Avevo preso Robot. Catalogo raccontato dei principali Avatar Servo Robota per ragazzi e bambini convinta che sarebbe stato un libro che mio figlio avrebbe amato. Siccome Saverio ha una spiccata propensione per l’invenzione e la costruzione, che trova sfogo nell’amato e onnipresente Lego, pensavo che questo libro avrebbe assecondato il suo lato creativo grazie a un divertente immaginario robotico. Invece questo è un libro profondissimo che con leggerezza affronta un tema adulto e molto attuale.

Il libro si presenta fin dal titolo come un catalogo di robot, e in questo consiste principalmente, eppure ad una lettura attenta non sfuggirà il fatto che le schede dedicate alle descrizioni dei vari robot sono introdotte, descritte e “contenute” all’interno di una cornice esterna organizzata in sei capitoli che segna un itinerario preciso da Il catalogo passando per L’inizio, La crescita, La vetta, La caduta, La fine?.

Quello che all’inizio poteva sembrare un divertissement, la realizzazione forse un po’ nerd di un autore (Bruno Tognolini) appassionato di robotica (almeno così mi sono immaginata!), acquista invece nel suo sviluppo tutto il peso di una riflessione sul mondo, la vita, il destino e l’evoluzione dell’uomo: non sono tutti uguali i robot, ma seguono esattamente la parabola ascendente e discendente indicata dai capitoli.

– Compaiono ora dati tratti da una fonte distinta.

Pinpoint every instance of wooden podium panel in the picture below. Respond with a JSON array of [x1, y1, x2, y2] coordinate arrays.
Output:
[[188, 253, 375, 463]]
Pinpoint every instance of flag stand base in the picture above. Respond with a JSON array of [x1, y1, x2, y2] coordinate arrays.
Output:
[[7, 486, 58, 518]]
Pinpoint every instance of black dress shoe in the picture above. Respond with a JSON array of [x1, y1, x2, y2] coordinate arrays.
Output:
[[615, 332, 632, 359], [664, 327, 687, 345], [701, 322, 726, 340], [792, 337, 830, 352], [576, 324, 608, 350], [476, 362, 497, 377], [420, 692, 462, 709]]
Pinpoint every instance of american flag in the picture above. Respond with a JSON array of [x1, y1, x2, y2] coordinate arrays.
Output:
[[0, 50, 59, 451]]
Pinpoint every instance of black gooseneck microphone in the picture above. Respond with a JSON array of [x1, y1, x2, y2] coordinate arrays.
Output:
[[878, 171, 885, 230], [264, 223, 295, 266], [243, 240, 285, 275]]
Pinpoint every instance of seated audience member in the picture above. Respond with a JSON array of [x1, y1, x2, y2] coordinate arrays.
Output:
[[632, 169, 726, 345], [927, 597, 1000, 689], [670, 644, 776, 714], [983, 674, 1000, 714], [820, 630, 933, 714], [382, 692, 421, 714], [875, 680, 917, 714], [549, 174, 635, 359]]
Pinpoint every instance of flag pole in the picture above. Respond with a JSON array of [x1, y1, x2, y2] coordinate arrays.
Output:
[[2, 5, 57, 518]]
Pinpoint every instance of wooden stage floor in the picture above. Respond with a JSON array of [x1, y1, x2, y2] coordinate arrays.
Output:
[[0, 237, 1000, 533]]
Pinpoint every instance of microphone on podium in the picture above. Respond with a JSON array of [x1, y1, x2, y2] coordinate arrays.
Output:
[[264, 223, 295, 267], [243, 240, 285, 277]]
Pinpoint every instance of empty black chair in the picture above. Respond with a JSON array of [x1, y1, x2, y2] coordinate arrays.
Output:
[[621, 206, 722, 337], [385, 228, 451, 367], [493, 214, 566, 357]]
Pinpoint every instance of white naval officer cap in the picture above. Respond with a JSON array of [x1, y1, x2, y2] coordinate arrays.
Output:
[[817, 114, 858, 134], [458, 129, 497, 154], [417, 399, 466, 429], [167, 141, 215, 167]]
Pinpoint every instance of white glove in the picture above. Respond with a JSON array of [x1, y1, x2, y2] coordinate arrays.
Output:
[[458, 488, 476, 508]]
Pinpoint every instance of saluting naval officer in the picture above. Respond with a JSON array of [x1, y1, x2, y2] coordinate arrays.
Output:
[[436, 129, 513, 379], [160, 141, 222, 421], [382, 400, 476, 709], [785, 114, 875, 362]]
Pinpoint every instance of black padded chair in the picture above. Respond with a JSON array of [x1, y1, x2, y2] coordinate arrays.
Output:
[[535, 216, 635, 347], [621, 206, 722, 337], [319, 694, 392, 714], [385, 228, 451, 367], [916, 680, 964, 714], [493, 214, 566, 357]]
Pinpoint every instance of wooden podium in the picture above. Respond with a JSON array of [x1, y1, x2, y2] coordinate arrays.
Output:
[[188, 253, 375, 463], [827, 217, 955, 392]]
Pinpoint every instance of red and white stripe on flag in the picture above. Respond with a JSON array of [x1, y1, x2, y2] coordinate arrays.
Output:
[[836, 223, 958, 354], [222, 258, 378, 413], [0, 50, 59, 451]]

«Woha, vitellino umano ti saluto! Sono Tatanko, l’antico primo dio Bisonte Bianco».

Bastano due versi per catapultarci in una foresta accanto ad un dio della tradizione dei nativi americani. Questo dio bicornuto e gigantesco funge da osservatore esterno delle vicende umane e decide di narrarle ad un ipotetico bambino-vitellino capitatogli tra gli zoccoli. Per farlo si servirà di un «catalogo di quei vostri antichi attrezzi che chiamavate robot». A questo breve testo introduttivo, che probabilmente ad una prima lettura non comprenderete fino in fondo (si sa che gli dei spesso parlano attraverso enigmi) seguono le schede dei primi quattro robot (Ultro, Doggo, Blablo, Sekkio). Per ognuno l’autore stila un’accurata descrizione di abilità, potenza, accessori e optional, precauzioni, per ognuno si è scelto un font differente e un’impaginazione particolare, per ognuno Marco Somà inventa un corpo e una forma.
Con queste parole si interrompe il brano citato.